Gilroy’s decisions to partner up with DCU in terms of support and bring in the college’s professor Niall Moyna as a backroom team member were just as important and it’s a testament to him that St Clare’s remains Dublin’s base up to today. “He was the driving force that built all the facilities that Dublin now call home,” statistician Ray Boyne told this newspaper last year. “It was Pat Gilroy’s idea and Pat Gilroy’s drive and he was planning in the far distant future.”

Since then, the only work done on the site occurred in 2013, Gavin’s first year in charge, and on this occasion paid for by DCU. It concerned the extension of the existing artificial pitch to form a GAA standard artificial Gaelic football pitch “152x117m within a 2 hectare site with run-off, long jump and sprint track, alterations to the existing floodlighting and all associated external works”. Permission was granted in February 2013.

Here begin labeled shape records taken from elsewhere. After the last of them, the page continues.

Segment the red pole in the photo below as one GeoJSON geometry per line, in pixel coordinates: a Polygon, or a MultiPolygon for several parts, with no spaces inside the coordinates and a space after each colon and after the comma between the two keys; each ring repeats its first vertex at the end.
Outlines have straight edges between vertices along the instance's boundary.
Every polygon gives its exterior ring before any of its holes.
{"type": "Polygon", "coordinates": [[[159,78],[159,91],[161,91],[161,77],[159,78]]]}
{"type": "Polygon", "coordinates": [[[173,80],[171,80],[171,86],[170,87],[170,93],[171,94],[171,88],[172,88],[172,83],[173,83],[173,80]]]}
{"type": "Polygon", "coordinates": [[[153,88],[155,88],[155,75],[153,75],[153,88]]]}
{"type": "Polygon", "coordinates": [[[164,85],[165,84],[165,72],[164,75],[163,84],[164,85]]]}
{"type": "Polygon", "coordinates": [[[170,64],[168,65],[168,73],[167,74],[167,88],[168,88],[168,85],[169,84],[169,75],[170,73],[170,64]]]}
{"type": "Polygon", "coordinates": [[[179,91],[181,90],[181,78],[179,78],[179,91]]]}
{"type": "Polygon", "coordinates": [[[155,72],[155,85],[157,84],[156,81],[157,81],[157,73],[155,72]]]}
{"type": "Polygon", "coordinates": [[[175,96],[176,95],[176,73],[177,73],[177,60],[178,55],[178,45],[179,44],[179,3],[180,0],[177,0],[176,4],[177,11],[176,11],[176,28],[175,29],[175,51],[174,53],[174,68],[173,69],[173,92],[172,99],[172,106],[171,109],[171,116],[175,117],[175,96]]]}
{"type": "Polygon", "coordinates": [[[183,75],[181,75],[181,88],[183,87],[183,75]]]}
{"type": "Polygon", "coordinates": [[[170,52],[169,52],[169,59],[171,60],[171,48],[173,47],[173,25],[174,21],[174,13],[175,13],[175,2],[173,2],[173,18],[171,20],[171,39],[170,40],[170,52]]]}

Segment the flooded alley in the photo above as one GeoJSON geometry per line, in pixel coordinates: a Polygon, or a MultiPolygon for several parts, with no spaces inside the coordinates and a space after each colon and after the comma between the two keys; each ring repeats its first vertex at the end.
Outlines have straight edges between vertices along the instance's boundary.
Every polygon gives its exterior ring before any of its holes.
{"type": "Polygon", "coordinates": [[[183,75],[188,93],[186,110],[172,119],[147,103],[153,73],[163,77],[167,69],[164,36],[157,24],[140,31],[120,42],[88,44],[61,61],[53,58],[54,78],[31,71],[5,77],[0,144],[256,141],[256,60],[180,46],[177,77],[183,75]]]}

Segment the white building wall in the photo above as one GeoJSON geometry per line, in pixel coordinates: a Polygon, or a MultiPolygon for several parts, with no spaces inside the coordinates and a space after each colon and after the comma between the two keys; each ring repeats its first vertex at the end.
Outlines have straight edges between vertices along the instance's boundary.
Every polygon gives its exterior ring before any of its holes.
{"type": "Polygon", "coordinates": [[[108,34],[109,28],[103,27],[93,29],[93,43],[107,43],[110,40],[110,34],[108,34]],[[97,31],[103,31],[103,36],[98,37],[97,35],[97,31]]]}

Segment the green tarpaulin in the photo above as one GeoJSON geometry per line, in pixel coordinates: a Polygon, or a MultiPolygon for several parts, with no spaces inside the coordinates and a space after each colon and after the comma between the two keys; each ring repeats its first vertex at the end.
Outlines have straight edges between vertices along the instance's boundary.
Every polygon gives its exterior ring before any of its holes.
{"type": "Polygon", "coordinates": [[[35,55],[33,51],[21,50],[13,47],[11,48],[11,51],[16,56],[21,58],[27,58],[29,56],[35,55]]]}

It would have been within Gavin’s power to move away from St Clare’s but he chose not to. It remains Dublin’s Championship hub with the facilities of Innisfails GAA club used for their League preparations, county board chief executive John Costello highlighting in his annual report two years ago how training was cut short twice at the Balgriffin club because of floodlight failure.

When the GAA’s National Games Centre at the National Sports Campus was established in 2016, it was believed that Dublin would use it frequently. But given that other counties and teams could also call it home, it became clear quickly Dublin were never going to be anchor tenants. They were not going to be constrained by being put on a timetable.

An agreement was put in place for Dublin to kit out the gym in Abbotstown but they removed it when access became a problem. As well as gym sessions, Dublin players undertook rehab work there with the county’s high-performance director Bryan Cullen but that is no longer the case.

Dublin now complete their gym work in Parnell Park in a building behind the Donnycarney Church End terrace. Planning permission for a temporary single storey 300 square metre gym for a period of five years was given the green light in October 2017.

In the planning submission, former Dublin player and selector Jim Brogan, in his brief as planning and development consultant,explained: “Dublin GAA County Board have no gymnasium facility under its jurisdiction. This can cause serious practical problems on occasions for underage and adult inter-county teams with regard to gaining access to facilities with the appropriate equipment etc. This gymnasium is required to meet this need in the short term.”

Before Cullen’s switch from Leinster Rugby in 2016, Dublin’s strength and conditioning work had been done with Martin Kennedy in the National Athletic Development Academy, close to the National Sports Campus. Kennedy himself moved to the IRFU a month after finishing up with the Dublin senior team in late 2015.

The 35-acre Spawell site in the South Dublin suburb of Templeogue just off the M50 purchased by the Dublin County Board in 2017 for close to €10m could end up being the county’s version of Kerry’s Currans.

It was reported in July that the board intend selling nine acres of the land which includes the large car park at the front of the property, the proceeds from which will be used to offset the loan they took out with Central Council to pay for the site.

In close proximity to Faughs, St Jude’s, and Ballyboden St Enda’s GAA clubs, four pitches as well as a training centre are to be constructed although the development timeline is uncertain — former European Tour professional Peter Lawrie opened a golf academy in Spawell last January and is believed to have a three-year lease on the driving range. That would conclude around about the time the provision of the temporary gym in Parnell Park elapses.

So Dublin senior football’s hopes of centralising their efforts remain on the long finger but it hasn’t exactly hurt them.